Manderlay de Lars von Trier
(2005)
Bon bah j’ai bien fait de continuer sur ma lancée après le visionnage de Dogville, j’ai encore plus apprécié ce Manderlay, ce qui me surprend d’autant plus que c’est un film nettement moins cité et apprécié dans la carrière de Lars von Trier. Ce dernier décide donc de continuer l’histoire de Grace, avec l’idée de former une trilogie pour analyser les mœurs américaines (le troisième film Washington ne verra malheureusement jamais le jour, la faute aux résultats catastrophiques de Manderlay : moins d’un million de recettes pour quatorze millions de budget). Dans le premier film, il était question de pardon, de moralité, de contourner les lois pour en instaurer des nouvelles, de chercher la liberté dans ce qui se révèle être une prison, dans Manderlay, on vient titiller un sujet plus touchy, puisqu’il va être question d’esclavage.

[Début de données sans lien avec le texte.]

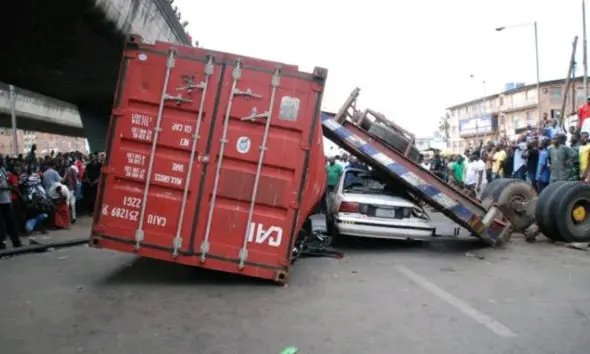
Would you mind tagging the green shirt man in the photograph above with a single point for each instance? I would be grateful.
(333, 170)
(458, 169)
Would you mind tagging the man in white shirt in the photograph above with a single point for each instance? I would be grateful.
(474, 172)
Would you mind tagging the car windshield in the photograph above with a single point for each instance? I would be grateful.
(363, 182)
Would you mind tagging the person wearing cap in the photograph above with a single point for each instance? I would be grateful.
(583, 115)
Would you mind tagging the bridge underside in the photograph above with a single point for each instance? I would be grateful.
(26, 123)
(66, 50)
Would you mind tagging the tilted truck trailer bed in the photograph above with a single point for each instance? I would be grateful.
(390, 154)
(212, 159)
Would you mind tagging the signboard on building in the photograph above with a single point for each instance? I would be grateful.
(482, 125)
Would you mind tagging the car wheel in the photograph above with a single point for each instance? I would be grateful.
(335, 236)
(329, 225)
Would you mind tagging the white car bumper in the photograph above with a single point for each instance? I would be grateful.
(403, 229)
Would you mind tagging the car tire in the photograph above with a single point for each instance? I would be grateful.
(395, 140)
(329, 225)
(544, 211)
(574, 197)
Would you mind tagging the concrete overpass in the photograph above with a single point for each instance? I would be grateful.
(71, 51)
(40, 113)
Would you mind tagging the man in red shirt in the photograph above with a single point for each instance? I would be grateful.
(584, 113)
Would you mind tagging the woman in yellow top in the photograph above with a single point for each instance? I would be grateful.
(584, 154)
(498, 163)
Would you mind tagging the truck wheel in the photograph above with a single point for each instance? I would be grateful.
(496, 185)
(514, 192)
(572, 215)
(395, 140)
(544, 210)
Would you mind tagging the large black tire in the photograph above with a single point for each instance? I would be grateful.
(516, 191)
(544, 211)
(575, 197)
(493, 189)
(395, 140)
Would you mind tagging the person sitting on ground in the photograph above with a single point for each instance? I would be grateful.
(60, 196)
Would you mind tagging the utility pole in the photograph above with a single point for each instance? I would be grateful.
(12, 90)
(568, 81)
(586, 94)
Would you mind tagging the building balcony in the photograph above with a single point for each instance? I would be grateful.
(528, 104)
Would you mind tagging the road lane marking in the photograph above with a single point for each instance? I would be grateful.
(469, 311)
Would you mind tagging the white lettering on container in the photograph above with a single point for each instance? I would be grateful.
(134, 158)
(177, 167)
(184, 142)
(273, 236)
(141, 134)
(168, 179)
(134, 172)
(179, 127)
(156, 220)
(141, 119)
(132, 202)
(124, 214)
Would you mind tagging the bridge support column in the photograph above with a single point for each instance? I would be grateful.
(95, 122)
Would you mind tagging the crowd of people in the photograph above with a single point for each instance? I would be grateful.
(38, 193)
(541, 157)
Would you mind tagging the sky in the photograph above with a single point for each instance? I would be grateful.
(411, 59)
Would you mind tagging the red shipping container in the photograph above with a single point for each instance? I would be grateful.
(213, 159)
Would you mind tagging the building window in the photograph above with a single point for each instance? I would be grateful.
(556, 91)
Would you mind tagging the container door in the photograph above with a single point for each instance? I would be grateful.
(156, 155)
(252, 185)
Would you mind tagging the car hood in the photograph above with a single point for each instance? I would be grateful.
(379, 199)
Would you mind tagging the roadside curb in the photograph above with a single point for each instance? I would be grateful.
(44, 247)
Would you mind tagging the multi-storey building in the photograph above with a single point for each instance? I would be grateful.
(45, 142)
(509, 113)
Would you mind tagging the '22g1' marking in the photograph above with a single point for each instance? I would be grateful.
(132, 202)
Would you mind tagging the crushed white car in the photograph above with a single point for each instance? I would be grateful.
(363, 206)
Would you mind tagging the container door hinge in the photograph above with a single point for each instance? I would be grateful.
(243, 257)
(138, 238)
(255, 115)
(177, 244)
(247, 93)
(107, 170)
(204, 250)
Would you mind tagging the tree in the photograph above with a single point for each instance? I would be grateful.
(444, 127)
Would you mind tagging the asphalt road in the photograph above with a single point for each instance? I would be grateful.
(383, 297)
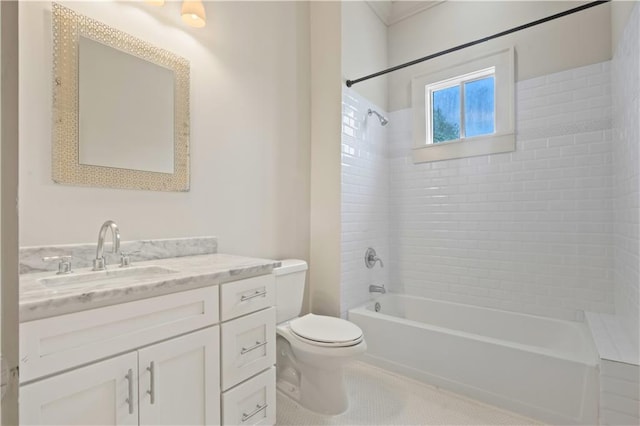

On suit toujours Grace, qui arrive cette fois dans une plantation de cotons où l’esclavage est toujours de rigueur. Après avoir forcé la libération des esclaves, elle décide de reprendre en main l’organisation de la propriété, afin que les anciens esclaves puissent peu à peu être autonomes. De ce pitch, Lars von Trier développe des questionnements passionnants : le white savior complex évidemment, qui est au centre du récit, mais aussi des choses nettement moins politiquement correctes, notamment le fait que les esclaves, malgré leur liberté retrouvée, se complaisent à revenir à une forme de servilité, dans laquelle il retrouve un ordre et une organisation dont ils ne peuvent se passer. A la vue de ces questionnements, pas étonnant que Manderlay n’a pas retrouvé le succès de Dogville : c’est un film qui pose des questions qui fâchent, qui donnent des réponses difficiles à entendre (le film se termine en disant que, concrètement, il y aura toujours des esclaves et des maîtres pour les contrôler, quoi que l’on fasse), et plus encore que dans Dogville, le moindre choix, positif à première vue, se révèle être un désastre quelques minutes plus tard (super scène de l’arrivée de la tempête de poussière).
Et puis, contrairement à Dogville qui suivait un schéma où on devinait assez vite vers quelle finalité ça se dirigeait, ici il y a pas mal de surprises, notamment tout ce qui est lié à la loi écrite dans le bouquin de la propriétaire de la plantation, ou la storyline du love interest, autant d’éléments qui rendent le film encore plus dark qu’il ne l’était jusqu’ici, et qui permettent d’achever l’ensemble dans un pessimisme assez incroyable (les esclaves qui avouent vouloir rester tels quels + le père de Grace qui pense que sa fille suit ses traces et qui se barre, ça va loin dans la noirceur). Comme Dogville, on retrouve le concept du zéro décors, et comme Dogville ça marche très bien, ici c’est plus pour créer une continuité j’ai l’impression, le fait de ne pas avoir de murs sert moins pour la mise en scène ou le propos, mais ça reste édifiant dans la façon où, en tant que spectateur, on arrive à complètement occulter ce manque.
Par contre, très étrange de constater ce qui a pu se passer du côté du casting : autant je peux comprendre les changements d’acteurs, qui ne sont pas si dérangeants que ça (je trouve même que Bryce Dallas Howard colle mieux au rôle que Nicole Kidman), autant je trouve ça étrange de retrouver certains des acteurs du premier films dans des rôles complètement différents (Jean-Marc Barr, Chloë Sevigny, Lauren Bacall et Udo Kier) sans qu’il n’y ait de véritables justifications derrière. Enfin, côté mise en scène, c’est identique à Dogville avec une caméra hésitante, qui semble prendre sur le vif les événements. Il y a quelques passages qui font exceptions et c’est là où le métrage, formellement, s’élève à mon sens, j’aurais pas craché sur un film entier aussi inspiré visuellement, quand bien même le résultat actuel se regarde très bien. Encore un film qui me fait revoir un peu à la hausse mes considérations sur ce réalisateur, et dommage que cette trilogie n’ait jamais été conclue, il y avait moyen d’avoir quelque chose de fort.